Required Text: Introduction to Information Retrieval
Author: C. Manning, P. Raghavan, and H. Schütze

Supplementary Material 01: Natural Language Processing (Almost) from Scratch
Author: Ronan Collobert, Jason Weston†, Leon Bottou, Michael Karlen, Koray Kavukcuoglu, and Pavel Kuksa

Supplementary Material 02: Natural Language Processing with Python
Author: Steven Bird, Ewan Klein, and Edward Loper

Supplementary Material 03: A Revealing Introduction to Hidden Markov Models
Author: Mark Stamp
You may see the pdf file here

Other Supplementary Materials: Scientific papers which will be announced during the course.


Comments:

This course will present advanced topics Text and web mining including information retrieval systems. As the main requirement for our course, we should know how to process and pre-process text using a programming language like Python. To reach this goal reading the first chapters of the book "Natural Language Processing with Python" is very useful. You can find the on-line version of it here: "Natural Language Processing with Python"

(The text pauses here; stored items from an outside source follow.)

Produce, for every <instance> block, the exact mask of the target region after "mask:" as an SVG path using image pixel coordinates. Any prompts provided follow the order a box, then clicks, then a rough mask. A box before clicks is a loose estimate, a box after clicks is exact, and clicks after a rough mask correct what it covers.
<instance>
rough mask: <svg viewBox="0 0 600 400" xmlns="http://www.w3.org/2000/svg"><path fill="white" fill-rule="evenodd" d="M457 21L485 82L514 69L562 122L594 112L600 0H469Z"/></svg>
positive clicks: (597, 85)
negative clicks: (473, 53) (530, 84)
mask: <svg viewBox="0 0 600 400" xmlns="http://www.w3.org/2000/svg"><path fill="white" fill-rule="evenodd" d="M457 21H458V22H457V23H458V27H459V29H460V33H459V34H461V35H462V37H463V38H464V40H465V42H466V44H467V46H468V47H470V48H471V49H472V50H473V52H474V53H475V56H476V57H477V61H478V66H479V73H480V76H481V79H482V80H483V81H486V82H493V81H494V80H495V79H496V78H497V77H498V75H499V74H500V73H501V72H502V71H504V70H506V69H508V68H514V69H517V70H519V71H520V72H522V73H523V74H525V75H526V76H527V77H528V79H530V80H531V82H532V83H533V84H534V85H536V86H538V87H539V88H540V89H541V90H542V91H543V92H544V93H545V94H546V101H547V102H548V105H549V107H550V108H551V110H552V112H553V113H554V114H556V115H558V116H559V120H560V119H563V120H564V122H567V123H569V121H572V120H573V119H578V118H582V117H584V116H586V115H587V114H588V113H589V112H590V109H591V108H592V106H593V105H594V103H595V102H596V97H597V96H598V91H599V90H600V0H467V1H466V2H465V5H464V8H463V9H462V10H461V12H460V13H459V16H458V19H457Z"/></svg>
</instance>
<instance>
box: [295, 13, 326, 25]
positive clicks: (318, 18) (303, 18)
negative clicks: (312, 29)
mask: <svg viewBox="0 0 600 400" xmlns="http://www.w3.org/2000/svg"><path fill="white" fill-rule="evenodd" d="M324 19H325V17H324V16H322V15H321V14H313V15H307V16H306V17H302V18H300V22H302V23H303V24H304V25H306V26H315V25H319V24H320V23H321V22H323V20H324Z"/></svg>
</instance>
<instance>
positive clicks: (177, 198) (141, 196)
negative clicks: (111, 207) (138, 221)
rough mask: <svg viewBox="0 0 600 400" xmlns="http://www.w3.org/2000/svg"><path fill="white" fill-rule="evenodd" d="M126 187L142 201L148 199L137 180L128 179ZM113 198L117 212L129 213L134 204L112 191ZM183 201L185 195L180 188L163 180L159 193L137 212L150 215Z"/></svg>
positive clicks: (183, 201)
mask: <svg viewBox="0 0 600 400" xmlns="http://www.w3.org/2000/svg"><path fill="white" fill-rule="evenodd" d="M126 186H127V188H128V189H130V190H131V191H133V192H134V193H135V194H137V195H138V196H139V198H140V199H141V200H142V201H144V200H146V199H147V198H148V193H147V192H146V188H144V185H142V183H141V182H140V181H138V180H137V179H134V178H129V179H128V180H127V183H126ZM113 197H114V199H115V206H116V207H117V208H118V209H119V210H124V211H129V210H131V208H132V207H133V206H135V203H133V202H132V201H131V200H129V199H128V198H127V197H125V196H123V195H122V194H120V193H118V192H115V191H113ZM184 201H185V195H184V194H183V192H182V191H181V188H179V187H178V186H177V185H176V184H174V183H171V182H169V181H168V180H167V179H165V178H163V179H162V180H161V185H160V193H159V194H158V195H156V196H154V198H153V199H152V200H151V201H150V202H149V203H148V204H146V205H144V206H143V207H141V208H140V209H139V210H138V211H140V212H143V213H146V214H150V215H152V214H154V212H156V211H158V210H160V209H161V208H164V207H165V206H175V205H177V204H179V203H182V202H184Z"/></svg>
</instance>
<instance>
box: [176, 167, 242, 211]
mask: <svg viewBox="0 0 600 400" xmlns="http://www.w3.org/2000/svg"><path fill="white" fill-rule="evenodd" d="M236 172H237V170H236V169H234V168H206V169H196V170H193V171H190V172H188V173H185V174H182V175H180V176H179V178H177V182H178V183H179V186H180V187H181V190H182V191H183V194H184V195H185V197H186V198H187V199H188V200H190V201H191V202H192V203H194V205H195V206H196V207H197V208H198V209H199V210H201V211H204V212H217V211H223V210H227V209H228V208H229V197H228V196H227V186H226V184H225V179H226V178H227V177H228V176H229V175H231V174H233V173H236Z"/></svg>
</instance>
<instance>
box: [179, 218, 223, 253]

We will complete this page gradually.


Schedule:

Homework 01: Python primaries
Due date: Sat, 13/04, 23:59 (GMT+4:30)
Total points: 1
Delivery: You should send python files (all of them should be enclosed in one email) to the email address of Mr. Hamid Haghdoust before the deadline.
Description: After reading the first chapter of "Natural Language Processing with Python" book which is available here , answer the following questions (text1 ... text9 and sent1 ...sent9 are introduced in the chapter 1):
  1. Write a program to find the collocations in text5.
  2. Write the slice expression that extracts the last two words of text2.
  3. Write a program to find all the four-letter words in the Chat Corpus (text5). With the help of a frequency distribution (FreqDist), show these words in decreasing order of frequency.
  4. Define sent to be the list of words ['she', 'sells', 'sea', 'shells', 'by', 'the', 'sea', 'shore']. Now write code to perform the following tasks: (a) Print all words beginning with sh. (b) Print all words longer than four characters
  5. Using list addition, and the set and sorted operations, write a program to compute the vocabulary of the sentences sent1 ... sent8.
  6. Define a function called vocab_size(text) that has a single parameter for the text, and which returns the vocabulary size of the text.
  7. Define a function percent(word, text) that calculates how often a given word occurs in a text, and expresses the result as a percentage.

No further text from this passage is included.